We need support, compassion, and patience. And yet, death has a way of bringing out the weird and inappropriate in people. Most people mean well—but our death-denying Western culture doesn’t usually equip us with the means to be supportive.
After a string of tragic losses in my 20s, I received a crash course on what not to say or do around someone who’s grieving.
Here are four things we need to stop saying to people who are grieving:
Don’t tell them to give your condolences to someone else.
“Please tell your mom I’m so sorry for her loss,” an acquaintance said to me after my brother died. While well-intentioned, her words left me feeling terrible. For one thing, she didn’t say a word about my own loss, which made me feel like it was invisible and unworthy in the shadow of my parents’ grief. Secondly, condolences aren’t something to be passed on secondhand like a casual hello. If you truly want to let someone know you’re sorry for their pain, say it to the person directly, or write it in a card for them.
Don’t say, “Be strong.”
At my brother’s memorial service, several people urged me, “Be strong for your parents.”
I think they were trying to say that losing a child is unimaginable. But once again, what I heard was, “Your grief is invalid.” At that time, I couldn’t be strong for anyone—not even my parents. My brother’s death was the worst thing that had ever happened to me—and these well-intended words felt like salt in my wounds.
Don’t use the C-word.
The summer after my brother died, John F. Kennedy Jr.’s plane crashed into the Atlantic. When the wreckage of the plane was found, one of the anchors announced, “This will provide some closure for the family.”
“Closure?” I hollered at the ambivalent television. “Their grief is just beginning!”
The idea of closure is attractive; it’s neat and tidy, a well-wrapped box to be stashed in the attic.
But it’s a myth.
Grief is a sprawling, messy package that we didn’t order, and it can’t be contained or set aside. With time, we heal. We build a new normal. But that healing is usually measured in months or years, not days or weeks. Grief, at its core, is love. And love is too wide, too stubborn, to ever fully close.
Don’t say, “It’s God’s will,” or “Everything happens for a reason.”
Death can feel scary, even contagious sometimes.
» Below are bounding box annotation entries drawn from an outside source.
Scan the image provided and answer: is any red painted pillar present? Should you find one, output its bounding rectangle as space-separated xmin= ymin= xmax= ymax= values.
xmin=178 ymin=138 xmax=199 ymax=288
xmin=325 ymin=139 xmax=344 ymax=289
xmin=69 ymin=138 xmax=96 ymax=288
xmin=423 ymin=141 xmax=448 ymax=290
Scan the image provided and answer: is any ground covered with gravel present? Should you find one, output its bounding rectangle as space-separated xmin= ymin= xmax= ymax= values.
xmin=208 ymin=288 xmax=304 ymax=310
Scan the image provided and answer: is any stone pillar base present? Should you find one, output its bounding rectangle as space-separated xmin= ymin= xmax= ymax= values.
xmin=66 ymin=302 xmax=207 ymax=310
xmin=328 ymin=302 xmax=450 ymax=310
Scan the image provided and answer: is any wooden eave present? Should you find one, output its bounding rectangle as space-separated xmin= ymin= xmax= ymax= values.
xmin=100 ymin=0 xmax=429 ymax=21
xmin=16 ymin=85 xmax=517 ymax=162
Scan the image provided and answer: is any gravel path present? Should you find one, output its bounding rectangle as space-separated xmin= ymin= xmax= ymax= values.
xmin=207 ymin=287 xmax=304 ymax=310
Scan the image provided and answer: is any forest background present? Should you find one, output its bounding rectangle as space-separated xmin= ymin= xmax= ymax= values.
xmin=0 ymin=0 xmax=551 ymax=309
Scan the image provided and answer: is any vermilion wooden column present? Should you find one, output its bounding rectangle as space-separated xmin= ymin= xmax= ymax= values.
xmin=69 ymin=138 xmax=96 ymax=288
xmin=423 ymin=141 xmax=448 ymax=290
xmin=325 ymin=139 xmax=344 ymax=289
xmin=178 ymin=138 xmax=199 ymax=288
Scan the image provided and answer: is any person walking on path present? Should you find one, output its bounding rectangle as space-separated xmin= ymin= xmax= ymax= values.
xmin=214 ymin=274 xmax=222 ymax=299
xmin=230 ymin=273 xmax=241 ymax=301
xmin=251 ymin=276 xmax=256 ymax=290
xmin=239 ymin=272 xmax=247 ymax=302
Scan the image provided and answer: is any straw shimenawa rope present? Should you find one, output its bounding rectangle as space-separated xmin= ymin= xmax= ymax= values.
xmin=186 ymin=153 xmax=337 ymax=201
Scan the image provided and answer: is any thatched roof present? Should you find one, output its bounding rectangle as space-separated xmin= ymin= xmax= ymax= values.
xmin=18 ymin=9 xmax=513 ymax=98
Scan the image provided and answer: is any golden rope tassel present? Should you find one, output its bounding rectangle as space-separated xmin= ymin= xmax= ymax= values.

So when something awful happens, there’s a very human tendency to try to create order out of the chaos. But telling someone who’s grieving that “everything happens for a reason” or “they’re in a better place now” will probably make them super stabby. When someone we don’t think we can live without dies, we don’t want them in a better place—we want them here, with us.
Most of these well-meaning words stem from an attempt to put boundaries on the person’s loss—by telling someone to be strong, or that their loss happened for a reason, or implying that some event will provide them with closure, we’re giving them the message that it’s not really that bad. Our words have whispered undertones that the universe isn’t that chaotic, and this awful loss will soon fade and feel manageable.
In my experience, grief isn’t something to get over so much as something we learn to live with. It shape-shifts, it ebbs and flows, but like love, it lingers, intense and invisible.
To be supportive and sensitive to someone experiencing loss, we can say, “I’m so sorry this happened.” We can let them know how often we think of them, and we can help fill immediate needs like picking up their son from school, bringing food, or being there as they sort through their mom’s book collection. And because words are so often inadequate, we can simply be there, still and solid, to listen, to love, and to sit together in the swirling silence.